Wie sollen sich Muslime im Krieg verhalten und was erlaubt der Dschihad und was nicht? Diesen und vielen anderen Fragen geht der amerikanische Sozialwissenschaftler Prof. Dr. Sohail Hashmi im IslamiQ-Interview nach.
IslamiQ: Wie ist die koranische Haltung zu Krieg und Frieden?
Prof. Dr. Sohail Hashmi: Im Koran und in der Sunna gibt es eine interessante Zweiteilung. Während der mekkanischen Zeit, d. h. etwa während der ersten 13 Jahre, wird die Kriegsfrage weder im Koran noch in der Sunna behandelt. Das ist ziemlich bemerkenswert. Tatsächlich antwortete der Prophet auf die Frage seiner Anhänger, ob der Einsatz von Gewalt zulässig sei, mit dem Satz: „Uns wurde nicht befohlen zu kämpfen.“ Prinzipiell kann man also sagen, dass die mekkanische Periode ausnahmslos von gewaltlosem Widerstand geprägt war. Nach der Auswanderung nach Medina änderte sich dies jedoch.

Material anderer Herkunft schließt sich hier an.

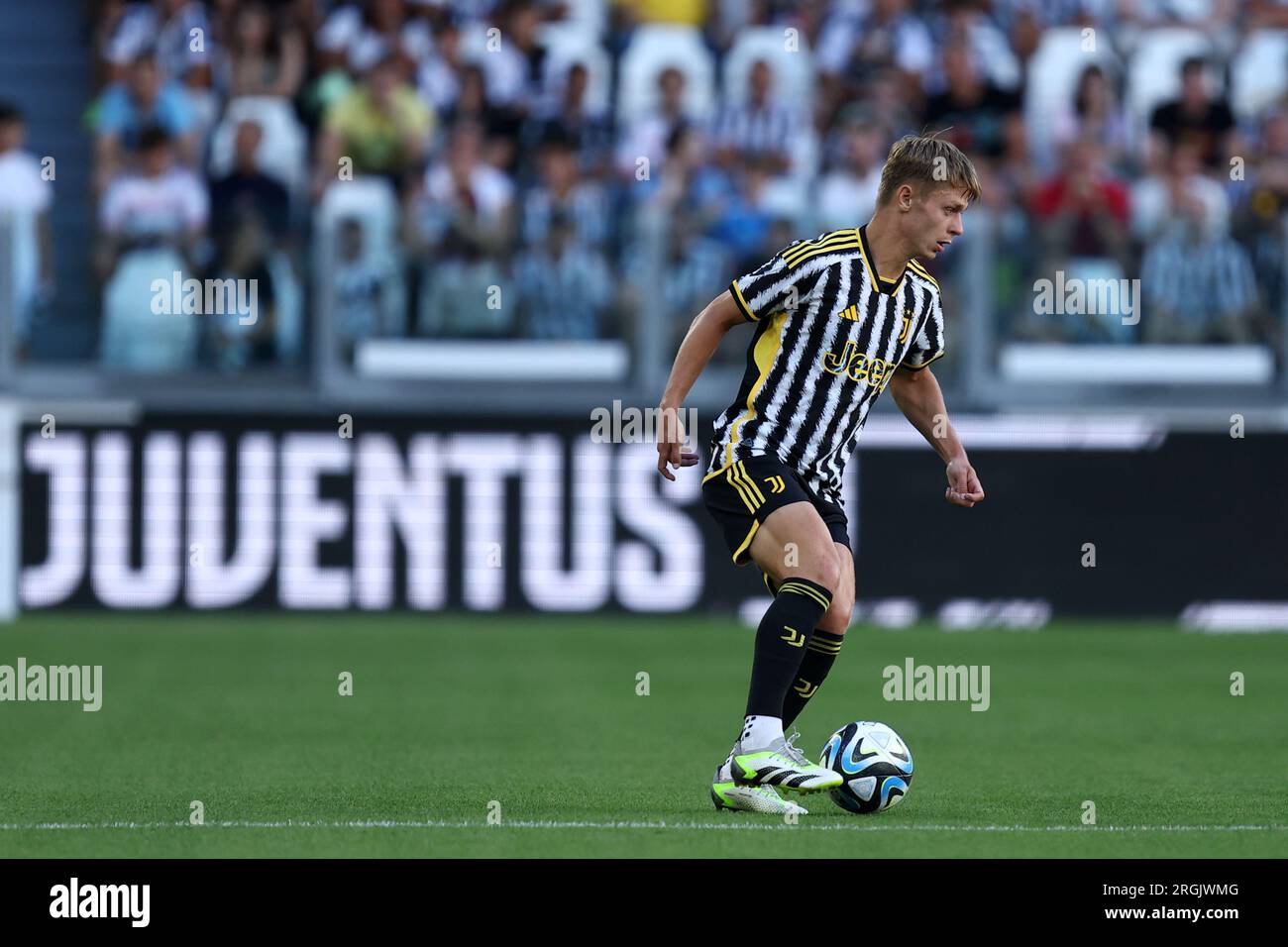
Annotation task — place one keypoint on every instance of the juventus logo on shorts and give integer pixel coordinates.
(797, 639)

Was der Koran anfangs gestattet, ist die Selbstverteidung, also die Anwendung von Gewalt zum Schutz der eigenen Person, der Familie und der eigenen Gemeinschaft vor anhaltender Verfolgung. Islamische Gelehrte sind sich weitgehend einig darüber, welche Verse diese Veränderung zwischen der mekkanischen und der medinensischen Zeit herbeigeführt haben. Während die ersten [damals offenbarten] Verse noch eine reine Erlaubnis darstellen, macht es eine Reihe weiterer Verse dann sogar zur religiösen Pflicht eines Muslims, Selbstschutzmaßnahmen zu ergreifen.

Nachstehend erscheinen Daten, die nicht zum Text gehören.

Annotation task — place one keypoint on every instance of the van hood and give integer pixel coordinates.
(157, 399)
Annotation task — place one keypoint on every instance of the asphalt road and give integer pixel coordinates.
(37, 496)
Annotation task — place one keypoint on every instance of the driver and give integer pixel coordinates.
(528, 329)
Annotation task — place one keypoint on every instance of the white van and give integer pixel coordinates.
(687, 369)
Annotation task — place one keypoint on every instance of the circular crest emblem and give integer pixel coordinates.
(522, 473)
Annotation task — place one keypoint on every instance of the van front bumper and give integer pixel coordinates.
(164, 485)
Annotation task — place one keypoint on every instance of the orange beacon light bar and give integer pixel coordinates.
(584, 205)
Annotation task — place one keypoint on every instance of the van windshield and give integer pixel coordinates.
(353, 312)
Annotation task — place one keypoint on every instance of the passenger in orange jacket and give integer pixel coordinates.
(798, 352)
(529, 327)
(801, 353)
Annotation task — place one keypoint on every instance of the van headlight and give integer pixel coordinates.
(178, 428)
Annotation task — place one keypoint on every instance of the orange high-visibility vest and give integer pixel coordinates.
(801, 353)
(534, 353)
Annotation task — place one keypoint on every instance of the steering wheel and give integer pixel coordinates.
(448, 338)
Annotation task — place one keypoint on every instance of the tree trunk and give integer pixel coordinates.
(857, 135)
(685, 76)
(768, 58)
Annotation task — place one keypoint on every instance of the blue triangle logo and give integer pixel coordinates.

Die Sure Tawba, die allgemein als eine der letzten offenbarten Suren gilt, enthält zwei sehr wichtige Passagen. Vers 9/5, der berühmte „Schwertvers“, legitimiert scheinbar Strafexpeditionen der Muslime gegen die auf der Arabischen Halbinsel verbliebenen Polytheisten, die seit der Frühzeit des Islams gegen die Muslime gekämpft hatten. Ihnen sollte nur die Möglichkeit zur Konversion, nicht aber zur Beibehaltung ihres Glaubens gelassen werden.
Der zweite wichtige Vers, der sogenannte Dschizya-Vers (9/29), verpflichtet die Muslime scheinbar zum Kampf gegen die Schriftbesitzer, d. h. Juden und Christen, bis zur deren Unterwerfung. Sobald diese ihre Verpflichtung zur Entrichtung der Dschizya anerkennen, wird ihnen der Zimmi-Status verliehen, das bedeutet, sie können ihre Religion und deren Gesetze beibehalten, müssen jedoch die muslimische Vorherrschaft akzeptieren und die Dschizya entrichten.

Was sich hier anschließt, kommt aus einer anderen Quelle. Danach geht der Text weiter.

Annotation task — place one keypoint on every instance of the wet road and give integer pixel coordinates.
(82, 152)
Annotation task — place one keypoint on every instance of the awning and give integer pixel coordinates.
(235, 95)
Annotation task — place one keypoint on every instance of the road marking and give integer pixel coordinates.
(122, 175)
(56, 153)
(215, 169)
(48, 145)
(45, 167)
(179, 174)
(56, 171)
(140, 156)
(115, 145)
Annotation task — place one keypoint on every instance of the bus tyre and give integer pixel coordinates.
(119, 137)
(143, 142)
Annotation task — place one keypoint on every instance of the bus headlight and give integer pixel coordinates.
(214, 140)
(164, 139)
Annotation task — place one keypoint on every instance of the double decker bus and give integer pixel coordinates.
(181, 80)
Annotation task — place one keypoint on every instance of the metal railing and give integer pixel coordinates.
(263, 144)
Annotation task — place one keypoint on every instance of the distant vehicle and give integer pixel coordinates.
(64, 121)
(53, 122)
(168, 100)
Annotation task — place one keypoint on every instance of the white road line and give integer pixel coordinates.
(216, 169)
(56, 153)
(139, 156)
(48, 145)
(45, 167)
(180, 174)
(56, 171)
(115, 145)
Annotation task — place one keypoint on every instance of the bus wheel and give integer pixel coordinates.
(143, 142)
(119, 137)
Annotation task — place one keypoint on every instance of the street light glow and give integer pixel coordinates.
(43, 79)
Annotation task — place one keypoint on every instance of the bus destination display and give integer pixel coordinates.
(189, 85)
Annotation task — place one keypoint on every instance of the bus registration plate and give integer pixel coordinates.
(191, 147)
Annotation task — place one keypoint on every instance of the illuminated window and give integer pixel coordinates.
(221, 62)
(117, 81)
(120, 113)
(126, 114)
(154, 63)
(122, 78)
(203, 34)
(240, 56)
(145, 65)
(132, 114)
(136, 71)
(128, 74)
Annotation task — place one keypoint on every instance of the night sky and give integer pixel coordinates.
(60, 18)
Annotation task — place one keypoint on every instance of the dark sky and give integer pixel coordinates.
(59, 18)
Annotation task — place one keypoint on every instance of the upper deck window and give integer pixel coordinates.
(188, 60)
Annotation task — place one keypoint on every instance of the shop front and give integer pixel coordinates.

Es gibt also eine Art zeitabhängigen Verlauf in der Entwicklung des koranischen Standpunkts zur Kriegsfrage. Die Annahme einer diesbezüglich von der medinensichen Epoche vollkommen unterscheidbaren Sichtweise in der mekkanischen Periode ist meiner Ansicht nach nicht korrekt. In beiden Phasen wird der Einsatz von Gewalt als Ultima Ratio aufgefasst. Während der mekkanischen Zeit war sowohl aus koranischer Sicht als auch nach Einschätzung des Propheten noch kein Zustand, der ein gewaltsames Vorgehen gerechtfertigt hätte, erreicht. In Medina jedoch gab es keinen anderen Ausweg mehr, als die Politik des gewaltlosen Widerstands aufzugeben und zu Selbstverteidigung mit kriegerischen Mitteln zu greifen.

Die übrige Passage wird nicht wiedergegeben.